On the other hand, I came into another issue concerning the topic subject, I build in my knime architecture a StopWord Filter with a txt source (ASCII) that I filled with the most common Italian stopwords (including, among others, all the Italian article forms, each for every line); it worked up execept for the articles followed by the apostrophe, in the example below the expression "The air" is provided to furnish a strong example of when an Italian article goes with an apostrophe(for those who don't know):

English-->The air-->Italian--> La aria ("La" is one of the Italian articles, but in this case it is followed by two vocals, so the "a"after the "L"is substituted with the apostrophe--> L'aria

The problem I encountered regards this little "bug" by the Stopword filter: it doesn't filter these article forms, I even presumed it could be due to the lack of space between the article and the word it refers, so I decided to put in the architecture a Puntuaction Erasure but the article with its apostrophe resulted, with the noun they refer, in the same line in the output table as well. Regarding the mentioned example, a "keygraph word extractor" or a "TF/IDF filter" put after the filters counts "l'aria"as a whole word, whereas the word for "air" is just "aria".

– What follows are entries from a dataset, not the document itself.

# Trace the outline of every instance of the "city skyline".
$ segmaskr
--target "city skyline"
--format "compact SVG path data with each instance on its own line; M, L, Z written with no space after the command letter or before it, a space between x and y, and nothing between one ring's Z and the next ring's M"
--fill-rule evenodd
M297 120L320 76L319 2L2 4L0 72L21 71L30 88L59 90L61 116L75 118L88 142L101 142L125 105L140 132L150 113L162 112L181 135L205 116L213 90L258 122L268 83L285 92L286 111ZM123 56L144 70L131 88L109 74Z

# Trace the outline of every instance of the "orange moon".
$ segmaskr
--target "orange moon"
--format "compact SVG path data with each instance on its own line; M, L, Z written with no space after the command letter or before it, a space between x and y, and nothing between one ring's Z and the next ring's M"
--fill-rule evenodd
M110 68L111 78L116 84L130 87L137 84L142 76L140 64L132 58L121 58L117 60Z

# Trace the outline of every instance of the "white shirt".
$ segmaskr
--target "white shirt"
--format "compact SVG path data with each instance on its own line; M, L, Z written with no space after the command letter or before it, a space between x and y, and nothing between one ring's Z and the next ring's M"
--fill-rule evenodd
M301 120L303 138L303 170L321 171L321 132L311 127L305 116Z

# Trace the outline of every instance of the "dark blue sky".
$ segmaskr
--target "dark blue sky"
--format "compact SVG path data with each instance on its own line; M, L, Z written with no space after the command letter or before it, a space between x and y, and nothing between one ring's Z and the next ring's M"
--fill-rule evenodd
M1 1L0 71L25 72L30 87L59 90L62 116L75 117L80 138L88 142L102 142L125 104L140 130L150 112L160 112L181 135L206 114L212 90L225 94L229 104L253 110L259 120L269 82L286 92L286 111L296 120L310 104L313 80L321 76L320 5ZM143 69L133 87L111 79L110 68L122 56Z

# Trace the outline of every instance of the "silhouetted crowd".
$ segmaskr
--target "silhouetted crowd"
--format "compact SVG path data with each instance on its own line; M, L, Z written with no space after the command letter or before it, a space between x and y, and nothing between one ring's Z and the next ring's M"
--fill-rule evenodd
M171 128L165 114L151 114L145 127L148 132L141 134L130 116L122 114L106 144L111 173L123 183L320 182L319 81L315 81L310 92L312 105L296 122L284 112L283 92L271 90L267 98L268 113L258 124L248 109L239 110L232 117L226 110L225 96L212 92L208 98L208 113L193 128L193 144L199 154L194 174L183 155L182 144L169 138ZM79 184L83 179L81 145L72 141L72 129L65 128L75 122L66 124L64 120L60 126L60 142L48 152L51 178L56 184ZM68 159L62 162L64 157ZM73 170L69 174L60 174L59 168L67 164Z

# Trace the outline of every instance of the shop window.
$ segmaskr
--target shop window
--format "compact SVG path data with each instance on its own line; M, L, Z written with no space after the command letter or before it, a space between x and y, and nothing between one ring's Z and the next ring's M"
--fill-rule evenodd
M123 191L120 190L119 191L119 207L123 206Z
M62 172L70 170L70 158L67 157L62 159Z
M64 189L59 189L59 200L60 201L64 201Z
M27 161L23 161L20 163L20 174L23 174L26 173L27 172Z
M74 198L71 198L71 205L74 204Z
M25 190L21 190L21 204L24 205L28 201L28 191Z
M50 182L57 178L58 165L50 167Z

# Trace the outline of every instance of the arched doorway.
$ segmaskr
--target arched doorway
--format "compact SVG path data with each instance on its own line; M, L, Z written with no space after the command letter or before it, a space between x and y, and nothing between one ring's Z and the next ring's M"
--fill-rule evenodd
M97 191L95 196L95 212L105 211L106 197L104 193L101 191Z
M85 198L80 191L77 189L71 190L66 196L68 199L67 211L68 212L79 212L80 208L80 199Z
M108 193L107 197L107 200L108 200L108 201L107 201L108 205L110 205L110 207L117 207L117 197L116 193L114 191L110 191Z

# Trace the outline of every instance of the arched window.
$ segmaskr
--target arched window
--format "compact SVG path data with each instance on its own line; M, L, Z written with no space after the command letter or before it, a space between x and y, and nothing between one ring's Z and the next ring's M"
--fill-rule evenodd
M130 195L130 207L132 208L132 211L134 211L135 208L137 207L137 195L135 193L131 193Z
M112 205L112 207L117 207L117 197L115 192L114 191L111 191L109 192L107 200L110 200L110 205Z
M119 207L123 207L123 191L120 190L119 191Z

Any suggestions would be really appreciated, thanks in advance,

I hope I was clear and stayed on topic.

Best regards

kilian.thiel · March 17, 2013, 4:49pm

Hello baltow,

the stop word filter can only filter entire terms (usually tokens). In your example L'aria would be one term (token), since the tokenizer splits only at whitespace characters. The term is not in the provided stop word list, i guess, so it will not be found and filtered. One solution would be, to use the "Replacer" node and replace the "L'"s via a regular expression. In the dialog of the node the regular expression would be "L'" and the replacement an empty string.

Cheers,

Kilian

baltow · March 26, 2013, 7:26pm

Thanks for the kind answer and for your constant feedback, I really appreciate it in order to understand the Knime basis that I am discovering daily. Back to the topic, I added the apostrophe in the stopword txt file created previously(speaking of txt encoding, is it better, when the txt file interacts with KNIME, to keep the ANSI or to change it as UNICODE?), and it worked.

Thanks again, wish a good end of the day,

Riccardo

kilian.thiel · March 29, 2013, 2:15am

Good to read that it worked. It is better to save the stopword file in ANSI format.

Cheers, Kilian

jmbittes · April 9, 2021, 6:22pm

Hello, I’m doing a text mining in Portuguese and I tried to implement the Dictionary Tagger, however when I access BoW no words were found, it returns in the Term column the UNKNOW (NE) value for all words. When I use the POS TAGGER with Tokenizer Spanish it fills the Term, but with errors because there are differences between the grammars of the two languages.
I checked your tip on this forum and I’m doing it that way, there is something else I have to pay attention to.

jmbittes · April 11, 2021, 12:56pm

I need help about dictionary tagger.
I’m doing a text mining in Portuguese and I tried to implement the Dictionary Tagger, however when I access BoW no words were found, it returns in the Term column the UNKNOW (NE) value for all words. When I use the POS TAGGER with Tokenizer Spanish it fills the Term, but with errors because there are differences between the grammars of the two languages.
I checked your tip on this forum and I’m doing it that way, there is something else I have to pay attention to.

system · June 2, 2023, 9:40pm

This topic was automatically closed 90 days after the last reply. New replies are no longer allowed.